# Steel Guide Rod and Spring question



## heefageLA (Jul 2, 2012)

I replaced my plastic guide rod and recoil spring with a factory Steel rod and spring. 

The new spring is shorter and stiffer than the original spring. 

It makes the slide harder to rack and after the recoil the slide racks forward much faster. 

I don't have pictures of the two recoil springs next to each other, but I can get them if needed.

Im fine with all this, but I don't want the new, stiffer spring to cause unnecessary damage. 

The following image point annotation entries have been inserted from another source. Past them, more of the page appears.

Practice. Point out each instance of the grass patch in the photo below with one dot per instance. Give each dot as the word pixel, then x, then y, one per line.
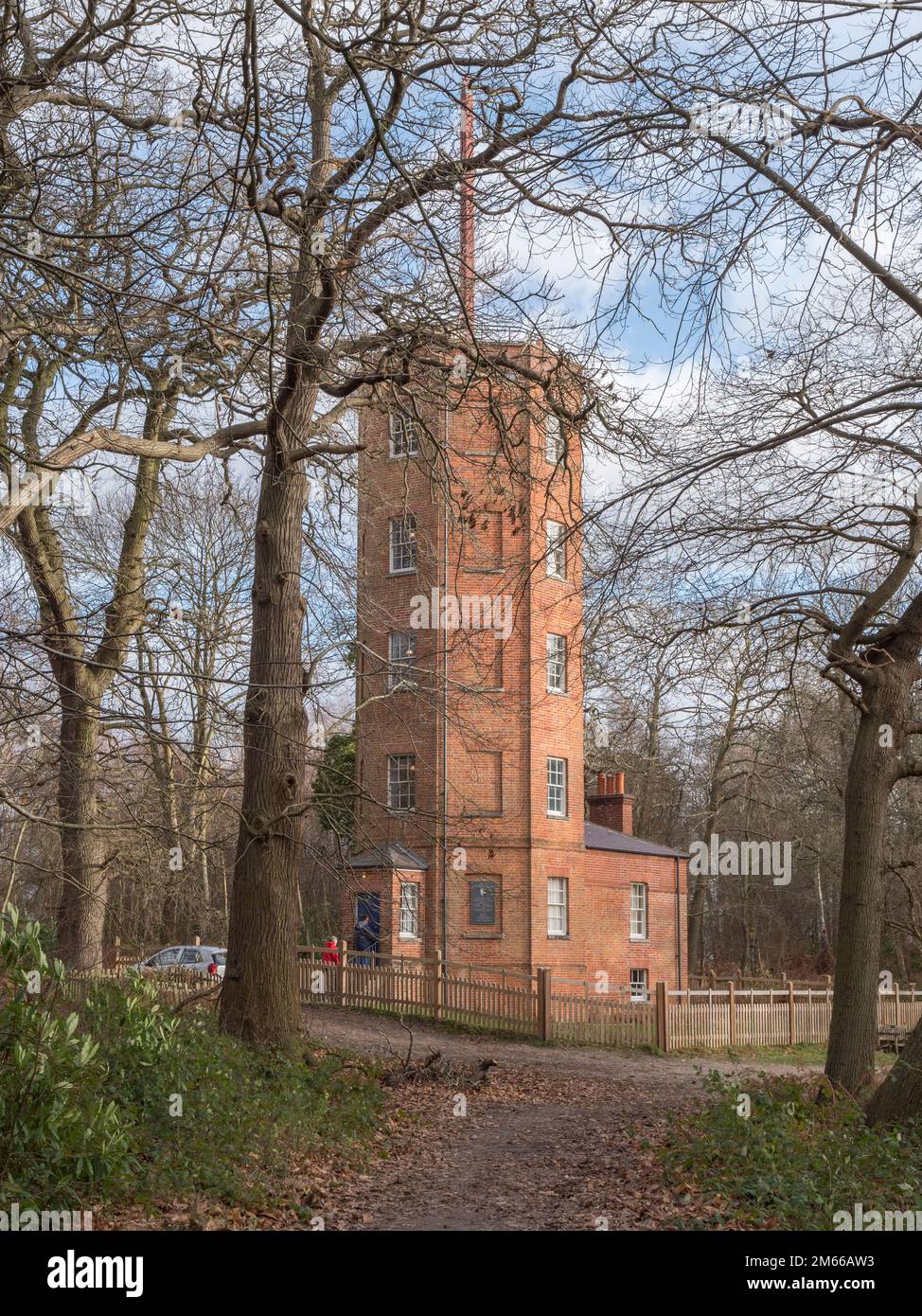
pixel 803 1053
pixel 801 1154
pixel 117 1099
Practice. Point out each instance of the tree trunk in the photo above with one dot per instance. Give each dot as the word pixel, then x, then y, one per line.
pixel 900 1095
pixel 81 911
pixel 853 1033
pixel 259 999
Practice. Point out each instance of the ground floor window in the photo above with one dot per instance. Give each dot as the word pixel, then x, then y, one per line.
pixel 409 908
pixel 557 907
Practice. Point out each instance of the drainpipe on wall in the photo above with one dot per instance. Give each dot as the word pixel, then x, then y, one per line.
pixel 678 925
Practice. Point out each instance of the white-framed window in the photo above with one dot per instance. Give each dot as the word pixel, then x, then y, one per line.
pixel 401 655
pixel 404 435
pixel 553 438
pixel 557 787
pixel 402 542
pixel 639 903
pixel 557 550
pixel 558 923
pixel 557 665
pixel 409 908
pixel 401 782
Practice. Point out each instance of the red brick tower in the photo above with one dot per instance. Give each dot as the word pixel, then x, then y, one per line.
pixel 470 823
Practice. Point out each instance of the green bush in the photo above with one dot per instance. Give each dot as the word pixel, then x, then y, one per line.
pixel 121 1097
pixel 801 1154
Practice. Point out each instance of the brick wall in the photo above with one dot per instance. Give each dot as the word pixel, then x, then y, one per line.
pixel 482 752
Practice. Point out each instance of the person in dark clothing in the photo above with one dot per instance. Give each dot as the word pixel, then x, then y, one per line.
pixel 363 940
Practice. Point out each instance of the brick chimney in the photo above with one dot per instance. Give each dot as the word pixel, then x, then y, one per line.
pixel 610 806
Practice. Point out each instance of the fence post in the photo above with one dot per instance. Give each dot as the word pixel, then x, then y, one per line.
pixel 543 1005
pixel 344 953
pixel 438 986
pixel 662 1025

Why would Beretta put one recoil spring in while building the gun, then change it when purchasing one separate?


----------



## denner (Jun 3, 2011)

The standard factory recoil spring poundage is 13lbs whether or not you have a steel recoil rod and 13lb spring or the current factory captive polymer guide rod and spring. 

When did you replace your factory guiderod and spring? Is it a 13lb spring? New springs will be stiffer than older used springs. It's better to have more spring than less as long as the pistol functions 100% reliably with the ammo you're using. I run either 14 or 15 lb springs in mine. Unnecessary damage? To the contrary, less felt recoil and less impact to the frame.


----------



## heefageLA (Jul 2, 2012)

I replaced the spring and rod when the pistol was practically brand new. (Less than 200 rounds) 

Ill take both springs out and get pictures tonight. 
I just had it on my mind and figured the forum gods would know what was going on.


----------